Mag ik dit medicijn gebruiken als ik zwanger ben, wil worden of borstvoeding geef?

Zwangerschap
Meld het aan uw arts en apotheker zodra u zwanger bent of dit binnenkort wilt worden. Over het gebruik van dit medicijn tijdens de zwangerschap is onvoldoende bekend om zeker te weten of het veilig is. Weeg daarom samen met uw arts de ernst van uw klachten af tegen het risico voor het kind.

Gebruik dit medicijn NIET vlak voor de bevalling. Bij gebruik vlak voor de bevalling kan uw kind na de geboorte moeite hebben met ademhalen. Bovendien kunnen bij gebruik in de laatste 3 maanden van de zwangerschap ontwenningsverschijnselen bij de baby ontstaan.

Borstvoeding
Wilt u borstvoeding geven? Overleg dan met uw arts of apotheker. Dit medicijn komt in de moedermelk. Het kan bijwerkingen bij het kind geven. Dit merkt u doordat uw baby suf wordt, minder goed drinkt of ademhaalt. Het risico op deze bijwerkingen is vlak na bevalling (binnen 2 tot 3 dagen na de bevalling) kleiner, omdat de borstvoeding dan nog niet volledig op gang is gekomen.
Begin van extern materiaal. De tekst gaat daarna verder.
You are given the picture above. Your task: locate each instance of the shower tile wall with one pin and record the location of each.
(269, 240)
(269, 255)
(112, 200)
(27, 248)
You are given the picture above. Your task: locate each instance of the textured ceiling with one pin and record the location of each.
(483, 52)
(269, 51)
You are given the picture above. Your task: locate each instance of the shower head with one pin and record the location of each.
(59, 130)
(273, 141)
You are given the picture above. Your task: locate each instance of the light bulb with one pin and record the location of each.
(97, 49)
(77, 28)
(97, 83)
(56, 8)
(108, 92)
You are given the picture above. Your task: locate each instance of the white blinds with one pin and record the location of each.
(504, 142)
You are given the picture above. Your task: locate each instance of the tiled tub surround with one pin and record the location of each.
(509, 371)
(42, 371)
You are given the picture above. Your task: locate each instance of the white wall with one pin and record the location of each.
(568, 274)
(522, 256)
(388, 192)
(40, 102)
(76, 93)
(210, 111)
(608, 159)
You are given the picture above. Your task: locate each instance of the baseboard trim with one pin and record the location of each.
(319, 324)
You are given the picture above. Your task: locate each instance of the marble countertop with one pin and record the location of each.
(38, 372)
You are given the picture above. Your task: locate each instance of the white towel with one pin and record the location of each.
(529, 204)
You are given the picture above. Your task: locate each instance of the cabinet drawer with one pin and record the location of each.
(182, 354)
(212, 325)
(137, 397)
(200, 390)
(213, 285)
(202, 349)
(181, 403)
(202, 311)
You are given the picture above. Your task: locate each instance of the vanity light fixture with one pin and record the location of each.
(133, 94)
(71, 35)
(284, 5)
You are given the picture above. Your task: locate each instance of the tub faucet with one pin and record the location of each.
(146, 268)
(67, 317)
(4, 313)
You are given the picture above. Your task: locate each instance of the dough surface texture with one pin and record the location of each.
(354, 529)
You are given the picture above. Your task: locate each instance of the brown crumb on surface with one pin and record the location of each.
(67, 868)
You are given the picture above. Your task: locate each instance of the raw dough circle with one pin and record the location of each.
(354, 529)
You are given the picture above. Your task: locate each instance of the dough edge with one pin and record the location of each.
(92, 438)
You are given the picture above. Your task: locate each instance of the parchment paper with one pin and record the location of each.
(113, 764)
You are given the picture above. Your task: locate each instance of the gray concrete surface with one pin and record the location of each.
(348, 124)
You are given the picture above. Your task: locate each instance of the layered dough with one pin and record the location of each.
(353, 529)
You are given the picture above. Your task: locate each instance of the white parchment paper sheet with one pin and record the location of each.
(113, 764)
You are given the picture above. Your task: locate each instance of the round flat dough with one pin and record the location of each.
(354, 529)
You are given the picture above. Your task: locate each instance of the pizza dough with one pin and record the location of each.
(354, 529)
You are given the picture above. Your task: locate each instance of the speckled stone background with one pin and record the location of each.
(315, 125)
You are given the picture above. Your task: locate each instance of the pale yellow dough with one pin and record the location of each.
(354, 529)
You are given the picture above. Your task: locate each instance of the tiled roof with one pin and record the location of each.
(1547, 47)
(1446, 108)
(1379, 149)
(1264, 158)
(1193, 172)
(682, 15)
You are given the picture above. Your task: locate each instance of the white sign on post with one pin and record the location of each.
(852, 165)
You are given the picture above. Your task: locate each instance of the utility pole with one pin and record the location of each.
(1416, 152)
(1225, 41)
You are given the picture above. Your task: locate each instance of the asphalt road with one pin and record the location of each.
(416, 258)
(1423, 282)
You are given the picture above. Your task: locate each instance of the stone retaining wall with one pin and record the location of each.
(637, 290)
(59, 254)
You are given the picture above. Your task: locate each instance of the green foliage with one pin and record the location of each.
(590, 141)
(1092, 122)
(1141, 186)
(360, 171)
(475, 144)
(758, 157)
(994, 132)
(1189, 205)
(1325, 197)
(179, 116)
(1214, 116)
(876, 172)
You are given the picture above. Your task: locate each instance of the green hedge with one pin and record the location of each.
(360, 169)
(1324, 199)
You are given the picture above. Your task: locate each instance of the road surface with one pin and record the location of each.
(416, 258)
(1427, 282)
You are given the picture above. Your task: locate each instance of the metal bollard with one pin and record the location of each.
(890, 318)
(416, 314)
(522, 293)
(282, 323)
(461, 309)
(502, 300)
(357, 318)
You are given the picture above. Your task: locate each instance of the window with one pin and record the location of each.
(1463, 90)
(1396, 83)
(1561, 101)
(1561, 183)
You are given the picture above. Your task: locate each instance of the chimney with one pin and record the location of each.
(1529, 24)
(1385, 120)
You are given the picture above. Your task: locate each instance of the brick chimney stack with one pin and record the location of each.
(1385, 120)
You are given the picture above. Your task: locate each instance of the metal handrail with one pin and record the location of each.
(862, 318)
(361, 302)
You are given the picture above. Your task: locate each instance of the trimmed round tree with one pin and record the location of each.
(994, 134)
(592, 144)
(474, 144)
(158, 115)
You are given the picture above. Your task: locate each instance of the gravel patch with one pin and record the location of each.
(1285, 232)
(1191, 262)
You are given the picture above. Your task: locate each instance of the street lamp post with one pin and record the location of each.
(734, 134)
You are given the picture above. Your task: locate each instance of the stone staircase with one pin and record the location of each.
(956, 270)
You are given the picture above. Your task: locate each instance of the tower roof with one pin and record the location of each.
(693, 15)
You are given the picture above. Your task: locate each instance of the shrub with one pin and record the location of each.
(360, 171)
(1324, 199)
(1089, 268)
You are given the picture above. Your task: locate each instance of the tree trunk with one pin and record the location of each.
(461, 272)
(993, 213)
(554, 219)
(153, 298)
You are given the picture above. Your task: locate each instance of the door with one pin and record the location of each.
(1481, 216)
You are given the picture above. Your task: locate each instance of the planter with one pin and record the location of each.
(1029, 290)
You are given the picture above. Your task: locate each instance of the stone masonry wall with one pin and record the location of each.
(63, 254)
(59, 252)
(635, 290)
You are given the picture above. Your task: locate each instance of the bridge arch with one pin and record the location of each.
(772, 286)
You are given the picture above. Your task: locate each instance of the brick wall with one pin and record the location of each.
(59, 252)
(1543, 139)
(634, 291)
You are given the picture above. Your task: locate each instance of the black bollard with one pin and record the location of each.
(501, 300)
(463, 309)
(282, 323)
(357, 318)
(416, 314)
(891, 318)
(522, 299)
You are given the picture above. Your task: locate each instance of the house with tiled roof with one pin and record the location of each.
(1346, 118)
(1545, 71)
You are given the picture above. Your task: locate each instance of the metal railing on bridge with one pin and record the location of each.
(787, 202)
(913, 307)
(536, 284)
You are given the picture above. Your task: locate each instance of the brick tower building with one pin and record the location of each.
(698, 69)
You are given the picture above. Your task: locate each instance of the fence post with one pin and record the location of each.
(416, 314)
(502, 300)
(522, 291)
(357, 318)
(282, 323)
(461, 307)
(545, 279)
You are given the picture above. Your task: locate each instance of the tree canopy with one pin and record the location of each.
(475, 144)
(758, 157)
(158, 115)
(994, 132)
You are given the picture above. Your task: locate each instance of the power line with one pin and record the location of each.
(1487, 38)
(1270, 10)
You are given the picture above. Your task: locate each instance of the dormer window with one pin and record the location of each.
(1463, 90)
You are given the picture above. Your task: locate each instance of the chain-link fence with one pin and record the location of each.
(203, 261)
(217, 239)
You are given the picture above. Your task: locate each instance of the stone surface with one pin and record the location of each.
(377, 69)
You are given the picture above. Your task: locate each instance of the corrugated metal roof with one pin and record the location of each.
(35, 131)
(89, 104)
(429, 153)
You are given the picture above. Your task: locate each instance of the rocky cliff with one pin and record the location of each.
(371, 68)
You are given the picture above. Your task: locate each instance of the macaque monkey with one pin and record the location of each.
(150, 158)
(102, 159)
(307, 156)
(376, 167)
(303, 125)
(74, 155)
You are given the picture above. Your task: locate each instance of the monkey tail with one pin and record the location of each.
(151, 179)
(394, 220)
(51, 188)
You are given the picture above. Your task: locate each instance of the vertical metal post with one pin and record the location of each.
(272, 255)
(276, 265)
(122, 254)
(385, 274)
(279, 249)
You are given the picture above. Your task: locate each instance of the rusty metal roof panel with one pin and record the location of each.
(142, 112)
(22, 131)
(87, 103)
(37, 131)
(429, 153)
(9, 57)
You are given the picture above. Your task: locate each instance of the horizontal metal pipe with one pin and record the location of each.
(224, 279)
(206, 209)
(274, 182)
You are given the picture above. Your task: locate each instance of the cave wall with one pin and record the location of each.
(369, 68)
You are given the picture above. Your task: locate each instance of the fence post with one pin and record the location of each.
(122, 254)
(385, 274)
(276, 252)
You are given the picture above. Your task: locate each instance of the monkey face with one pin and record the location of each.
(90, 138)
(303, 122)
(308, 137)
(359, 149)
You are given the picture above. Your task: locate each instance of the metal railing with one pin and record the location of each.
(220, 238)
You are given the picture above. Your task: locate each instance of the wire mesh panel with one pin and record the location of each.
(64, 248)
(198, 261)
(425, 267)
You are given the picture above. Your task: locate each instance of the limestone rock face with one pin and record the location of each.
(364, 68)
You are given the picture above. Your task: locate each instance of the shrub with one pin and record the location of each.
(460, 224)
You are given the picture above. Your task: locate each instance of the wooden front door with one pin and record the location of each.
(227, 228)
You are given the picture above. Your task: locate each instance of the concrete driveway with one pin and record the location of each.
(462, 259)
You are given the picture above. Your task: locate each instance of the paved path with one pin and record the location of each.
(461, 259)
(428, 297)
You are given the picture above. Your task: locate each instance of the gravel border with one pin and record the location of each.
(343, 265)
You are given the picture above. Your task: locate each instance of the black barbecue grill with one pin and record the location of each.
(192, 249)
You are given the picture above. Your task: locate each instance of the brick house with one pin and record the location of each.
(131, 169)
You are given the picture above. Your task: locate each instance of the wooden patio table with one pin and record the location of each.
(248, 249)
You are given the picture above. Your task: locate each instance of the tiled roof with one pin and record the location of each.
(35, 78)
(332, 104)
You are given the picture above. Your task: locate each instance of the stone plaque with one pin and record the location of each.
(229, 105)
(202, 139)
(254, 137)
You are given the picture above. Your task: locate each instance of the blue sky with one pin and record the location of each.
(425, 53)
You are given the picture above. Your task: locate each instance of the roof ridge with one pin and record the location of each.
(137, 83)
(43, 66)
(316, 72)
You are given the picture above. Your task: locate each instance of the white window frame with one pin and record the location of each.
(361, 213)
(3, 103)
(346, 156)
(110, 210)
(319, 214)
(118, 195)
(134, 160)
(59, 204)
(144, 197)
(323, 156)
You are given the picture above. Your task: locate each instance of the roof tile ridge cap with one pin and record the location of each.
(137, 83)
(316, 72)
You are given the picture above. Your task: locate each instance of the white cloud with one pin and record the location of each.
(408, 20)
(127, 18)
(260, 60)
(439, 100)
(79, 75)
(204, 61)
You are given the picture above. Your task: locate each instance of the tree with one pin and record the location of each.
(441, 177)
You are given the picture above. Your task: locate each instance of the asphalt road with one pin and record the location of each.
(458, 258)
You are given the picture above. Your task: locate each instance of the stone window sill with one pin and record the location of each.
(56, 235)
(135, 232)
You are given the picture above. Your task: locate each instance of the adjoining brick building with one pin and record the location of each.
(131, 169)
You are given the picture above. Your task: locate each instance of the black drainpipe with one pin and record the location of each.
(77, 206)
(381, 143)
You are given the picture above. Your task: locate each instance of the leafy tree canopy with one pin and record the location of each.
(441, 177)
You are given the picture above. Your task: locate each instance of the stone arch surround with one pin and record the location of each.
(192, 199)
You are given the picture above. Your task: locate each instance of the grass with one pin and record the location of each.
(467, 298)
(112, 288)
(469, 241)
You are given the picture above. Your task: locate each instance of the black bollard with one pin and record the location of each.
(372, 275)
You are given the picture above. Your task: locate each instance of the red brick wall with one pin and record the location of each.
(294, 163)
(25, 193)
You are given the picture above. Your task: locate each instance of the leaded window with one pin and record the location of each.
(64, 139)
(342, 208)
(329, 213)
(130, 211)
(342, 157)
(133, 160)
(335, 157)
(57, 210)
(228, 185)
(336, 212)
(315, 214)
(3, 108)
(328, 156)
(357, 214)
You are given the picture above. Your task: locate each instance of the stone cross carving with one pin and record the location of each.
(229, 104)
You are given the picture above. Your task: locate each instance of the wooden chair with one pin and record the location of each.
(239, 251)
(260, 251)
  • Tijdens de eerste 2 of 3 dagen na bevalling: overleg met uw arts of apotheker. Als u samen met uw arts of apotheker besluit dat u borstvoeding gaat geven. Let dan goed op of uw baby geen last krijgt van de bijwerkingen zoals suf worden of minder goed drinken of ademhalen.
  • Vanaf 2 of 3 dagen na de bevalling: u kunt dit medicijn beter NIET gebruiken als u borstvoeding geeft. Als u samen met uw arts toch besluit dat u borstvoeding gaat geven. Gebruik dan een zo laag mogelijke dosering en maximaal 2 tot 3 dagen achter elkaar. Let dan goed op of uw baby geen last krijgt van de bijwerkingen zoals suf worden of minder goed drinken of ademhalen.

Hoe gebruik ik dit medicijn?

Kijk voor de juiste dosering altijd op het etiket van de apotheek.

Hoe?

  • Tabletten en capsules: innemen met een half glas water.
  • Drank: de voorgeschreven hoeveelheid afmeten met een druppelpipet, maatlepel, druppelaar, maatbekertje of doseerspuitje. U mag de drank mengen met een beetje frisdrank.
  • Smelttabletten (‘orodispergeerbaar’): de tablet in de mond laten smelten voordat u hem doorslikt.
  • Langwerkende tabletten (met gereguleerde afgifte (MGA), retard): de tablet heel doorslikken met een beetje water. Niet kauwen of fijnmaken. Ze zijn zo gemaakt dat ze langzaam oplossen waardoor ze 12 uur werken. Als de tablet een breukstreep heeft, mag u de tablet op de breukstreep doormidden breken. De beide helften moet u heel doorslikken met een beetje water.

Wanneer?
Het maakt niet uit welke tijdstippen u voor dit medicijn kiest. Wel raadt de arts u meestal aan dit medicijn altijd op dezelfde tijden in te nemen en niet te wachten tot de pijn weer toeneemt.

Hoelang?
U kunt het medicijn gebruiken zolang u hevige pijn heeft. Indien uw situatie het toelaat zal uw arts met u overleggen of afbouwen mogelijk is en of u kunt overgaan naar een minder sterke pijnstiller. Als u dit medicijn gedurende meerdere weken gebruikt, is er een kans dat uw lichaam er gewend aan raakt. U mag dan niet plotseling stoppen met oxycodon. Als u dit medicijn al enkele weken gebruikt kunt u beter geleidelijk met oxycodon stoppen. Dan heeft u minder last van ontwenningsverschijnselen.